Earnings on excess Roth IRA contribution

What are the earnings on the excess Roth contribution of $7,000 made on 10/14/19 as of 2/28/21 given the following fact pattern:

Value per statement 9/30/1019 $219,790.79
Contribution 10/4/2019 $7,000.00
Roth conversion 10/4/2019 $50,559.54
Value per statement 12/31/2019 $296,579.56
Contribution 1/15/2020 $7,000.00
Roth conversion 1/16/2020 $100,428.05
Value per statement 12/31/2020 $442,307.19
Roth conversion 1/15/2021 $89,518.83
Contribution 2/22/2021 $7,000.00
Value per statement 2/28/2021 $540,442.64

My calculations are as follows:
a Excess contribution (9/30/19) $7,000.00
b Adjusted opening balance $277,350.33
c Adjusted closing balance $296,579.56

Factor (C-B)/B 0.069331929
Net income through 12/31/19 $485.32

a Excess contribution (9/30/19) $7,000.00
b Adjusted opening balance $404,007.61
c Adjusted closing balance $442,307.19

Factor (C-B)/B 0.094799158
Net income through 12/31/20 $663.59

a Excess contribution (9/30/19) $7,000.00
b Adjusted opening balance $531,826.02
c Adjusted closing balance $533,442.64

Factor (C-B)/B 0.003039753
Net income through 2/28/21 $21.28

Total net income $1,170.20



The calculation result is irrelevant because the deadline to obtain a return of contribution before the due date of the 2019 tax return, including extensions, was October 15, 2020.  Correction of the excess contribution for 2019 in 2021 is done by making a regular distribution of $7,000 and leaving any earnings in the Roth IRAs.  Excess contribution penalties on the $7,000 are due for 2019 and 2020.

Using the IRS approved NIA formula, I come up with earnings of 861. This formula does not adjust for each individual contribution, it just adds them all to the adjusted opening balance. However, almost all custodians have their own software program to do the calculation. Nonetheless, it is nice to pre check your earnings in order to determine how you want to correct an excess contribution.
That said, it is too late to remove a 2019 contribution since the extended due date for a 2019 contribution was 10/15/2020. Removal with earnings or recharacterization as a TIRA contribution for 2019 cannot be done. The 2019 excise tax has been incurred ($420), but you could still remove the 2020 contribution with earnings to create space to apply your 2019 excess to 2020 if you are eligible for 2020. That would hold the excise tax to one year (2019).
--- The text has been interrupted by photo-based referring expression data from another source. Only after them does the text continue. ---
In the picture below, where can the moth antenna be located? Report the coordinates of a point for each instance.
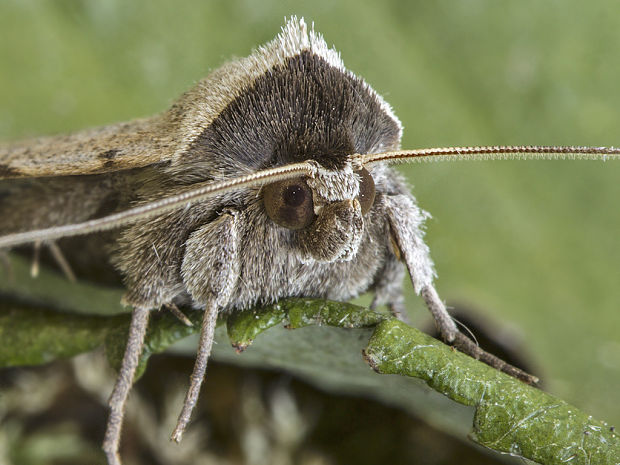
(159, 207)
(498, 152)
(62, 261)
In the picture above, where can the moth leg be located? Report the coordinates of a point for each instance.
(205, 344)
(171, 306)
(118, 399)
(210, 271)
(5, 261)
(36, 259)
(389, 289)
(406, 220)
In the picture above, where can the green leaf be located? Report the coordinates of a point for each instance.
(323, 342)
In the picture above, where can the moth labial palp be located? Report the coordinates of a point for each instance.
(269, 179)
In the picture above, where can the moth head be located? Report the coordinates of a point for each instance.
(326, 210)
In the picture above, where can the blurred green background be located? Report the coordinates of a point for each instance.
(530, 245)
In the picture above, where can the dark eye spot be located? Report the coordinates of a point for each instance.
(294, 195)
(289, 203)
(366, 196)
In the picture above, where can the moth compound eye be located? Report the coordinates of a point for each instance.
(289, 203)
(367, 190)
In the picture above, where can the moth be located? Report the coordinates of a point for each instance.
(271, 178)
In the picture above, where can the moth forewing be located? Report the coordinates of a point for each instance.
(182, 197)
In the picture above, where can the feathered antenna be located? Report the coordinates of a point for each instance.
(175, 202)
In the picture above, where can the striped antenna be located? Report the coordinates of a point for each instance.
(183, 200)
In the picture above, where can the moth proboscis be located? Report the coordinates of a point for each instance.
(269, 179)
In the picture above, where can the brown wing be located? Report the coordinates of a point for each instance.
(101, 150)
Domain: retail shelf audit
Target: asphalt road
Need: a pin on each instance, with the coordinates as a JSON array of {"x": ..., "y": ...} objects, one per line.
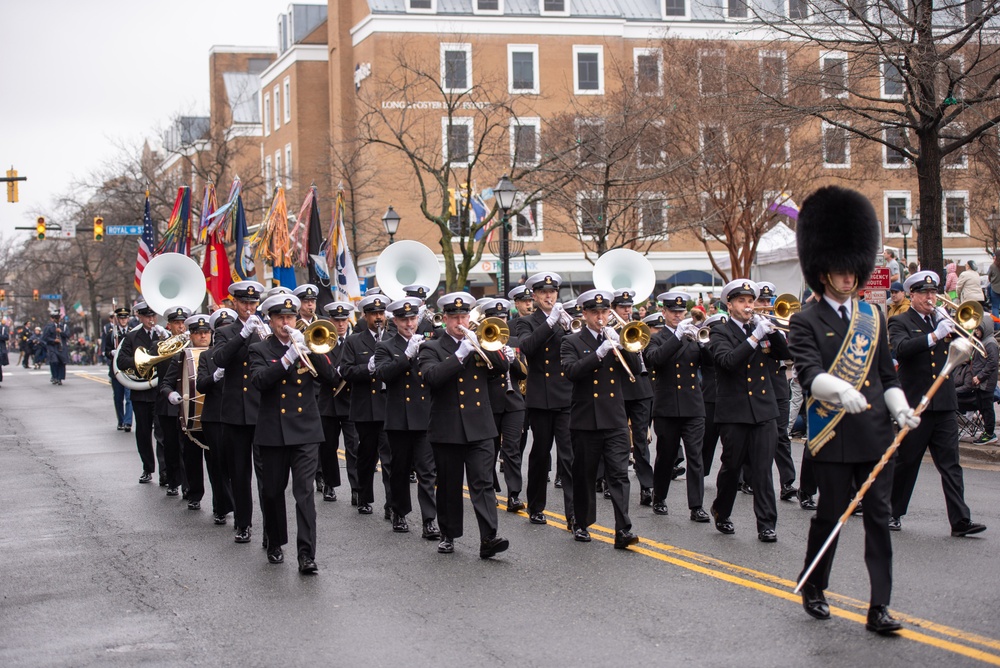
[{"x": 99, "y": 570}]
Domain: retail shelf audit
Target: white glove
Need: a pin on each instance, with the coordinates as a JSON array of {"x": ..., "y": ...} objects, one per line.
[
  {"x": 553, "y": 318},
  {"x": 899, "y": 409},
  {"x": 829, "y": 388},
  {"x": 413, "y": 346},
  {"x": 463, "y": 350}
]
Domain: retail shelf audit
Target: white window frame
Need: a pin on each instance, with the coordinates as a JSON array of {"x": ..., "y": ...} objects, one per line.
[
  {"x": 267, "y": 114},
  {"x": 645, "y": 51},
  {"x": 287, "y": 85},
  {"x": 834, "y": 54},
  {"x": 456, "y": 120},
  {"x": 456, "y": 46},
  {"x": 534, "y": 121},
  {"x": 847, "y": 146},
  {"x": 522, "y": 48},
  {"x": 580, "y": 196},
  {"x": 665, "y": 234},
  {"x": 953, "y": 194},
  {"x": 896, "y": 194},
  {"x": 579, "y": 49}
]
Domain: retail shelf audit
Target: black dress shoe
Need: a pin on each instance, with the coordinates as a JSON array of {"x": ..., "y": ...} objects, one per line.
[
  {"x": 699, "y": 515},
  {"x": 307, "y": 565},
  {"x": 723, "y": 524},
  {"x": 967, "y": 528},
  {"x": 399, "y": 524},
  {"x": 814, "y": 602},
  {"x": 492, "y": 546},
  {"x": 431, "y": 532},
  {"x": 625, "y": 538},
  {"x": 881, "y": 622}
]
You need to determine if you qualify for a Roth contribution for  2020 and 2021 before determining the best approach.

If the 2020 contribution is returned to make room to absorb the 2019 excess contribution, I calculate a NIA to the 2020 contribution as $558 (assuming that there was no change in account value between 12/31/2019 and 1/15/2020 and no change in value between 2/28/21 and today; using actual values on 1/15/2020 and the date of the return of the contribution could change the result slightly).
The gains are low enough that it’s reasonable to consider obtaining a return of the contribution made for 2020 and applying the 2019 excess as the 2020 contribution, avoiding the $420 excess contribution penalty for 2020 at the almost certainly lesser expense of roughly $558 of taxable income on the 2020 tax return that is also subject to a 10% early-distribution penalty if under age 59½.
If the NIA to the 2019 contribution had any relevance, I get essentially the same result of $860.